Hallock City Council disappointed by the damage
By Anna Jauhola
Flooding caused considerable damage at Hallock’s spillway this spring, due to the changes at the dam.
The Hallock City Council discussed the issue during its Monday, June 6 meeting.
In recent weeks, the city had Weleske Improvements put in place a clay and earthen levee across the front end of the concrete emergency spillway to stop the flow. Mayor Dave Treumer said Houston Engineering has been to the site and is in communication with the city, but will return to further inspect the damage.
Hallock received a $2 million grant through the Lessard-Sams Outdoor Heritage Council in 2019 to redo the dam. Houston Engineering of Thief River Falls bid and designed the project, which was executed in 2021 through the subcontractor, Spruce Valley Corporation, Middle River.
As the water ran through the spillway this spring, Treumer said it cut its own channel, which eroded earth on the north end of the spillway and cut under the concrete, which caused a lot of damage.
Utilities Superintendent Dan Larson said he’d like to at least fill the hole in along the edge of the concrete. It’s currently blocked off with cones.
“If somebody did go through those cones, you’re looking at a three to four-foot drop,” Larson said.
“(Jeff Langan) said we could do that and keep track of it,” Treumer said. Langan is the project engineer for Houston Engineering. “They’re still working on the FEMA end of it. We can do it for safety.”
Councilor Mike Totleben asked if Houston Engineering will be paying for the damages and repair.

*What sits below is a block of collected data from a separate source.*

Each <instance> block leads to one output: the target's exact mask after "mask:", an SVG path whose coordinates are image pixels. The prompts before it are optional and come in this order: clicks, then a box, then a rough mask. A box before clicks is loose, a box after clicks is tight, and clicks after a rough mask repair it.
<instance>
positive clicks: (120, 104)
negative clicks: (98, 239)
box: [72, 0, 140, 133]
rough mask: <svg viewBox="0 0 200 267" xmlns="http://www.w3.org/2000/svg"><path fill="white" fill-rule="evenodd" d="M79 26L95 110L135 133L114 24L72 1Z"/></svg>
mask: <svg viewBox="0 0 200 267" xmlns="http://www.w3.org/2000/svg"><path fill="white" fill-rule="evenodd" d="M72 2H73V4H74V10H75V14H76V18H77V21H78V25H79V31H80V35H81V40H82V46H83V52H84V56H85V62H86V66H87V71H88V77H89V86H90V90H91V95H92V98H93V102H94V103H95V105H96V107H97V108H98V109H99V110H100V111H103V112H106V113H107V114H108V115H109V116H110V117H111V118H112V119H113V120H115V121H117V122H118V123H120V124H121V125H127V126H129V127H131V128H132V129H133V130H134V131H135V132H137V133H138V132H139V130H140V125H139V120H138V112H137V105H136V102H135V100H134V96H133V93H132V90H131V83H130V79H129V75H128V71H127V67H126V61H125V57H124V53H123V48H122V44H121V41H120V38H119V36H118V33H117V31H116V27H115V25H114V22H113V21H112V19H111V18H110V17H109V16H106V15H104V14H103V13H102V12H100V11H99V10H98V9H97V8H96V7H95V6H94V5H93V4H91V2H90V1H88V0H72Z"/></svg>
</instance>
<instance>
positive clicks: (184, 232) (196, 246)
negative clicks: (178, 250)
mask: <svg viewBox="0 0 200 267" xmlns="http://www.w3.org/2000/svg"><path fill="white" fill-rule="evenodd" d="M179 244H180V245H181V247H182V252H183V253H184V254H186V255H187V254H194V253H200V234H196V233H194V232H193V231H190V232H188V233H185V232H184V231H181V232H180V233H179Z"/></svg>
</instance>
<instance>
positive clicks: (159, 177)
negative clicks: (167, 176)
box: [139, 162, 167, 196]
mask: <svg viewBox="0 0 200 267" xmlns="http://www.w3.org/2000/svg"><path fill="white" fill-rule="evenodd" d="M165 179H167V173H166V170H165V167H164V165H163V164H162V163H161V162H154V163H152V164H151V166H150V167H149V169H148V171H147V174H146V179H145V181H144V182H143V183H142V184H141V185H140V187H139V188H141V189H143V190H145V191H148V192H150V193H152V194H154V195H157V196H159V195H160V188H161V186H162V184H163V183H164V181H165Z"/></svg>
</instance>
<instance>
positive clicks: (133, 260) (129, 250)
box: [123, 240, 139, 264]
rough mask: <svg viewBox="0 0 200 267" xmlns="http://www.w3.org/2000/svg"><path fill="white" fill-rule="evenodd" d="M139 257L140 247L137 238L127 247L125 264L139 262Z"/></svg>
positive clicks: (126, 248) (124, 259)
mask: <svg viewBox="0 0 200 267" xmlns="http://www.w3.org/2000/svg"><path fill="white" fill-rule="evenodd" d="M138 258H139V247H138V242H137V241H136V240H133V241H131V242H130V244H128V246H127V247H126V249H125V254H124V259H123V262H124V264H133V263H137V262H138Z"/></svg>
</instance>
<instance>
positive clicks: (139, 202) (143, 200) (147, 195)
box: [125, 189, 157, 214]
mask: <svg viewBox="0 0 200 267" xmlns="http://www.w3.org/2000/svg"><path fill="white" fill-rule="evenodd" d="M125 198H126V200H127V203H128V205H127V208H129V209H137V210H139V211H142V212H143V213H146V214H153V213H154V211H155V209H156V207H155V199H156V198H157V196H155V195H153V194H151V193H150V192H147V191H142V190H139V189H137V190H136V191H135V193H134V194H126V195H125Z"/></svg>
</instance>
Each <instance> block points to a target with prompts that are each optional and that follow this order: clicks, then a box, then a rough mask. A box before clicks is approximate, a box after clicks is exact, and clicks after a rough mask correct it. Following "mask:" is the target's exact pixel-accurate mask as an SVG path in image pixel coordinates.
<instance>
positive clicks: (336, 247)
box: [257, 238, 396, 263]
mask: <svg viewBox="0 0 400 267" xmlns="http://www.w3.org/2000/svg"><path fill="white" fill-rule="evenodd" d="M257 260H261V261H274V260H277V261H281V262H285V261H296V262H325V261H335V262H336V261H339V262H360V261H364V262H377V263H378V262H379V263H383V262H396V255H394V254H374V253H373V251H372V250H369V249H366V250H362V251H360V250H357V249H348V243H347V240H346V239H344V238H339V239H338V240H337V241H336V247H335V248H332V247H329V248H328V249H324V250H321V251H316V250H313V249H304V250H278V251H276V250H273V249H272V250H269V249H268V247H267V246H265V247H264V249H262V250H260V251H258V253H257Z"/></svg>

“You were here when they said they guaranteed their work. He said that right here at a city council meeting,” Treumer said.
City Clerk/Administrator Aimee Sugden said she has been tracking expenses related to the issue and has already met with a FEMA representative. It’s possible the damage estimate for the dam will help trigger a disaster declaration and the damage will be paid for through federal funding.
“That’s an event we’re going to have every year, so it’s going to have to be re-engineered anyway and fixed,” Treumer said. “I’ve already said what I’ve said about getting FEMA to pay for something that wasn’t an extraordinary event, but it does qualify, I guess.”
Sugden also submitted other issues related to spring flooding that she hopes FEMA will cover, such as a crack in the levee at Fourth Street, and some graves at Greenwood Cemetery that are about ready to fall into the river. She said these issues were exacerbated by the spring flood.